Israele ha la capacità e la responsabilità di evitare che si avveri l’allarme lanciato dall’ONU e cioè che nel 2020 Gaza non sia più vivibile per gli esseri umani.
Editoriale Haaretz, 10 gennaio 2017.
Dopo il suo disimpegno del 2005, Israele sostiene di non controllare più la Striscia di Gaza e di non essere responsabile per i suoi 2 milioni di residenti. Il governo di Hamas a Gaza e l’Autorità Palestinese in Cisgiordania insistono entrambi che Israele, invece, è responsabile, salvo poi accusarsi a vicenda; gli abitanti di Gaza accusano tutte e tre le parti, e anche la comunità internazionale. Ma il Ministro della Difesa di Israele, il servizio di sicurezza Shin Bet e il Coordinatore delle Attività Governative nei Territori (COGAT) dispongono tutti di personale il cui lavoro implica la conoscenza della disastrosa situazione di Gaza, situazione che sta costantemente peggiorando.
La questione se Israele abbia o meno l’effettivo controllo su Gaza non cambia i fatti: quasi il 95% dell’acqua della falda acquifera di Gaza non è potabile e l’acqua depurata che viene distribuita alle famiglie non rispetta le norme igieniche; l’elettricità è presente per 8 ore al giorno o anche meno; circa 100 milioni di litri di scarichi fognari si riversano nel mare ogni giorno, sia a causa delle interruzioni di corrente sia a causa dei ritardi nel portare parti di ricambio e nuove pompe a Gaza; i residui bellici israeliani impattano sull’ambiente e sulla salute delle persone con modalità che devono ancora essere indagate; la disoccupazione è salita fino a circa il 40%, visto che le restrizioni israeliane alla mobilità hanno strangolato la produzione e centinaia di migliaia di giovani, che non hanno mai lasciato questa affollata enclave, non conoscono nessuna altra realtà.
Ogni problema si ripercuote sugli altri problemi e li aggrava, rendendo impossibile separarli uno dall’altro. Se tutte queste difficoltà stiano aumentando oppure no l’incidenza delle malattie a Gaza verrà chiarito dai ricercatori ma, in ogni caso, centinaia di pazienti sono nella condizione di non poter ricevere cure adeguate.
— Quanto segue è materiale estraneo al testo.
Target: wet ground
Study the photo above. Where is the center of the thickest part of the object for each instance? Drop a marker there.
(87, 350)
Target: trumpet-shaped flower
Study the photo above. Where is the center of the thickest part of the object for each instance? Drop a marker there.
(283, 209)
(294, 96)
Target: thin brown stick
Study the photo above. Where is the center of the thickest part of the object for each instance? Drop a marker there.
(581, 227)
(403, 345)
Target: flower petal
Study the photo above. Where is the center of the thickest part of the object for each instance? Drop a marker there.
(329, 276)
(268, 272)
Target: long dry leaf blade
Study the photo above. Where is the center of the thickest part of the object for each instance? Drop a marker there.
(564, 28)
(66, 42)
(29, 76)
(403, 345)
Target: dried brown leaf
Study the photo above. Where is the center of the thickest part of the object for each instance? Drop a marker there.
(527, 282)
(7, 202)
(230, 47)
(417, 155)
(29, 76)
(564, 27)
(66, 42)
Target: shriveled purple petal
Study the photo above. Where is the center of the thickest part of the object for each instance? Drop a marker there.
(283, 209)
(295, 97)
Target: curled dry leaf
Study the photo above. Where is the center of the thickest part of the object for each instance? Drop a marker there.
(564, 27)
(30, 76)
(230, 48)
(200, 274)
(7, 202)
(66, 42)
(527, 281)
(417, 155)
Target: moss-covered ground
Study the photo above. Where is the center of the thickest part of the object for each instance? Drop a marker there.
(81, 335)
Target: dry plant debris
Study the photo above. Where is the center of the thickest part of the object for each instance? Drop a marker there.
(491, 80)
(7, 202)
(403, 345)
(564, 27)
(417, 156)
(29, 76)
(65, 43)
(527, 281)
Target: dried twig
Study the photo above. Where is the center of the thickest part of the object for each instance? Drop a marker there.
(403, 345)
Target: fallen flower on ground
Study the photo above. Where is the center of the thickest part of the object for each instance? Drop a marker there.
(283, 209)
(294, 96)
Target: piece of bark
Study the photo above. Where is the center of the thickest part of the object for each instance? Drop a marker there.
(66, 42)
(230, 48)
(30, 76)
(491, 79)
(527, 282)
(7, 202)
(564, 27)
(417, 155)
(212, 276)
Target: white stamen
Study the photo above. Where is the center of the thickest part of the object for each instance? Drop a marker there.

I commentatori online possono permettersi di essere indifferenti rispetto all’esistenza di malati di cancro ai quali Israele – con un’operazione priva di trasparenza o di supervisione esterna – non sta permettendo di uscire da Gaza per ricevere i trattamenti medici o ai quali ha ritardato il rilascio dei permessi fino a che la malattia non si è aggravata (“Malati di cancro a Gaza: il rifiuto di Israele a farci entrare per le cure è una ‘sentenza di morte’ “, Jack Khoury, Haaretz, 6 gennaio).
Ma il COGAT, che sapeva esattamente come sfruttare i vantaggi di immagine quando ha fatto ottenere ai parenti di Ismail Haniyeh, primo Ministro di Gaza, le cure mediche in Israele, sa anche molto bene che quando organizzazioni come Physicians for Human Rights (Medici per i Diritti Umani) e Gisha intervengono, le restrizioni di sicurezza vengono spesso annullate.
I predicatori dei social media possono affermare che non è affar loro ciò che accade a 10 km da Sderot e a 3 km dal Kibbutz Zikim. Coloro che prendono le decisioni, per contro, sanno molto bene che gli scarichi fognari a mare e le malattie infettive non conoscono confini.
Responsabile oppure no, è Israele che ha in mano le chiavi del potere. La sua pratica – che sconfina nel sadismo – di giocare con le vite dei pazienti deve cessare. Israele deve creare un percorso sorvegliato, trasparente ed umano per i pazienti che lasciano Gaza, come primo passo verso un radicale ripensamento della sua fallita tattica di blocco della Striscia di Gaza. Deve inviare acqua a Gaza in quantità sufficienti per preservare le falde e deve installare linee elettriche aggiuntive per fermare la devastazione ambientale. Israele ha la capacità e la responsabilità di evitare che si avveri l’allarme lanciato dall’ONU e cioè che nel 2020 Gaza non sia più vivibile per gli esseri umani.